Node Unable to Join The Cluster After Reboot While Pf9-vault Pod Is Down in LTS2 Setup.
Problem
In LTS2 workload cluster, after rebooting worker/master node, the nodes are unable to join the cluster. On the affected node, the nodeletd phase is stuck in first phase - Certificate Generation. There are failed pods in the Management Cluster including Sunpike and Pf9-vault pods.
The nodeletd phase is stuck in cert generation since the communication of the node with pf9-vault service in the management plane for the cert generation is failing.
INDEX NUMBER FILE NAME PHASE STATUS
1 Generate certs / Send signing request to CA failed
2 Prepare configuration
3 Configure Container Runtime
4 Start Container Runtime
5 Network configuration
6 Configure CNI plugin
7 Miscellaneous scripts and checks
8 Configure and start kubelet
9 Configure and start kube-proxy
10 Wait for k8s services and network to be up
11 Apply and validate node taints
12 Apply dynamic kubelet configuration
13 Uncordon node
14 Drain all pods (stop only operation)
15 Configure and start monitoring
Platform9 Kubernetes stack is not running
Environment
- Platform9 Edge Cloud - v5.6 and Higher
Answer
- Observed that the communication between the pf9-vault and the Percona database is failing and the cause is yet to be identified.
- This obstructs the Sunpike pods from coming up which affects the cert generation phase of Nodelet after reboot and when the node tries to join back the cluster.
- The above behaviour was from a limitation in the product's architecture. However, this is fixed in SMCP-5.10+ releases.

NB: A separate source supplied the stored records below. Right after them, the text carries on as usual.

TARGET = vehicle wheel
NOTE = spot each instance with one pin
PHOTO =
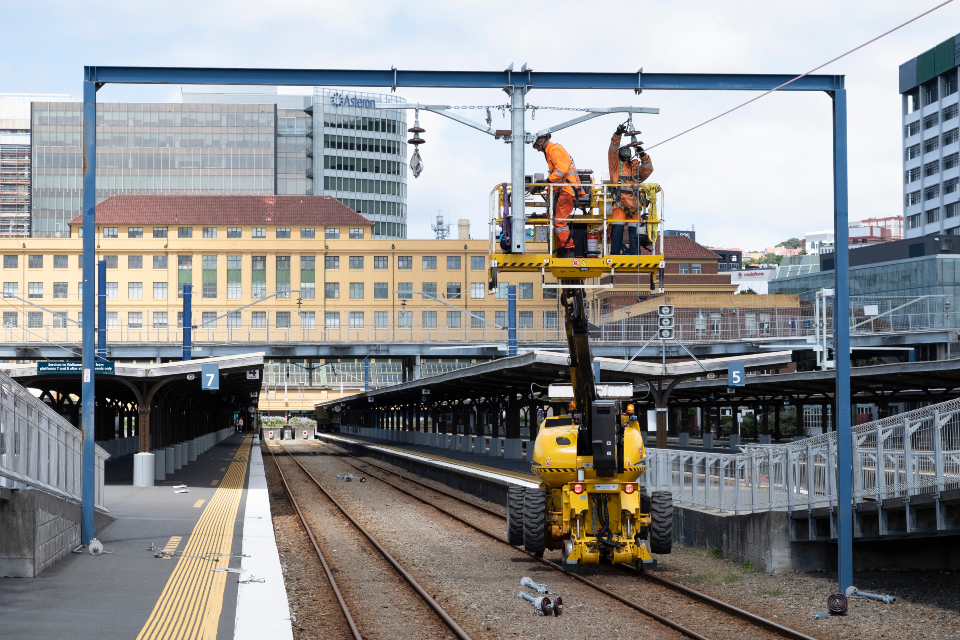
(535, 521)
(661, 527)
(515, 515)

The JIRA under which this change was tracked is AIR-1097. Another JIRA got fixed as a result of correcting this behaviour, AIR-1091.
Diagnosis
Check the status of the PF9-Sunpike pods, if they are in CrashLoopBackOff state.
$ kubectl get pods -n aks|grep CrashLoopBackOff
pf9-dex-d8f48754c-kvntc 0/1 CrashLoopBackOff 5 3m13s
sunpike-apiserver-b9585b59f-4hj7z 2/3 CrashLoopBackOff 4 3m20s
sunpike-conductor-6c45ccfd88-r4dtl 4/5 CrashLoopBackOff 5 4m27s
sunpike-controller-manager-9d554dc74-cckxz 1/2 CrashLoopBackOff 5 4m17s
sunpike-kube-controllers-b4fbdbcf8-vc9sl 1/2 CrashLoopBackOff 5 4m6s
Pf9-vault pod log:
2023-05-26T15:01:27.743Z [ERROR] secrets.system.system_63b63fbf: error occurred during enable mount: path=pki/ error="path is already in use at pki/"

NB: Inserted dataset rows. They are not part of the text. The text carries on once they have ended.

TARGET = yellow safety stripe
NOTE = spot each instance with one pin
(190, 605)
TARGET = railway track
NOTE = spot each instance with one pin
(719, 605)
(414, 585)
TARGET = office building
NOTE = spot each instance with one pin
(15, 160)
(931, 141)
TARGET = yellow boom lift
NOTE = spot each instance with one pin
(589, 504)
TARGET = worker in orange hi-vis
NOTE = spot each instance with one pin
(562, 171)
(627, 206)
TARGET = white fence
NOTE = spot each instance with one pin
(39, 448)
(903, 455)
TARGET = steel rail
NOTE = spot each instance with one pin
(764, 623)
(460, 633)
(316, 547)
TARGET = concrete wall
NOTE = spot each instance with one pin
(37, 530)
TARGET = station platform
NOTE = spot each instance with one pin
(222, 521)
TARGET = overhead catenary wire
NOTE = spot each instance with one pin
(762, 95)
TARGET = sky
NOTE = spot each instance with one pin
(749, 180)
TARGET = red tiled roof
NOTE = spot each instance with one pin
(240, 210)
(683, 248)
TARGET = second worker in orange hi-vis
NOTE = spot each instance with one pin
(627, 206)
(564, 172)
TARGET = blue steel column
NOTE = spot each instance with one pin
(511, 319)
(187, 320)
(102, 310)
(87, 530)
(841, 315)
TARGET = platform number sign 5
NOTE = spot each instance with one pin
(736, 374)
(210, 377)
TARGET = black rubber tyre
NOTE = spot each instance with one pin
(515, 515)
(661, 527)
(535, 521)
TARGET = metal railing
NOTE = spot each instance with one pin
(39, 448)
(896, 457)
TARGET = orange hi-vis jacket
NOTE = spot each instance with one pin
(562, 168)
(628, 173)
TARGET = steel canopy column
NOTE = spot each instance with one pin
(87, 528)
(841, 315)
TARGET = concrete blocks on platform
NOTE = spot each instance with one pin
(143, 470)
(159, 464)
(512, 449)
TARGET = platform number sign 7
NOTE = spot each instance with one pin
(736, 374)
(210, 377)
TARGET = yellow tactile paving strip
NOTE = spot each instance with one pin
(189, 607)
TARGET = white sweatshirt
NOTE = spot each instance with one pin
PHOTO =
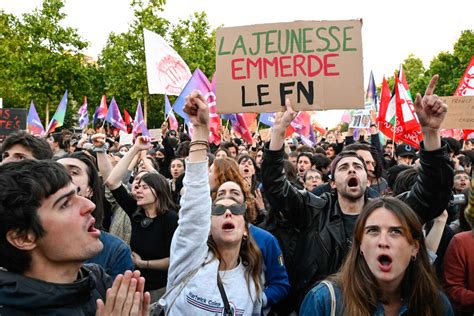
(192, 264)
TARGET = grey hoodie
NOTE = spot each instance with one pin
(21, 295)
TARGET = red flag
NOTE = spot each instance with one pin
(405, 108)
(388, 118)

[mysql] 2023/05/26 15:16:49 packets.go:37: read tcp 10.20.2.234:45758->10.21.2.7:3306: read: connection timed out.
2023-05-26T15:16:49.487Z [ERROR] expiration: error restoring leases: error="failed to scan for leases: list failed at path \"\": failed to execute statement: invalid connection"

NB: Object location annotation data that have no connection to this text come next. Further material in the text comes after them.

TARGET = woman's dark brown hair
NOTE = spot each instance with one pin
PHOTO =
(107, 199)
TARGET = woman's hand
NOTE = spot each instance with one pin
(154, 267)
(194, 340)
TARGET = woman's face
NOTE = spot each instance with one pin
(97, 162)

2023-05-26T15:16:49.487Z [ERROR] core: shutting down
2023-05-26T15:16:49.487Z [INFO] core: marked as sealed
2023-05-26T15:16:49.487Z [INFO] core: pre-seal teardown starting
2023-05-26T15:16:49.487Z [INFO] rollback: stopping rollback manager
2023-05-26T15:16:49.488Z [INFO] core: pre-seal teardown complete
2023-05-26T15:16:49.488Z [INFO] core: stopping cluster listeners
2023-05-26T15:16:49.488Z [INFO] core.cluster-listener: forwarding rpc listeners stopped
2023-05-26T15:16:49.796Z [INFO] core.cluster-listener: rpc listeners successfully shut down
2023-05-26T15:16:49.796Z [INFO] core: cluster listeners successfully shut down
2023-05-26T15:16:49.796Z [INFO] core: vault is sealed
Workaround
Restarting pf9-vault pod should re-initiate the connection between the Pf9-vault pod and Percona DB, resulting the sunpike pods to be active, and the cert generation should succeed in the Nodeletd cert generation phase.
Additional Information
After the node reboot and nodeleted phases restart, the node is expected to use the existing Kubernetes certificates on the node, for some reason the certs are missing on this node, which is the reason why node has to reach the pf9-vault service in the management plane for certificate generation.
In an ideal case, the node reboot does not need any management plane communication to join back the cluster.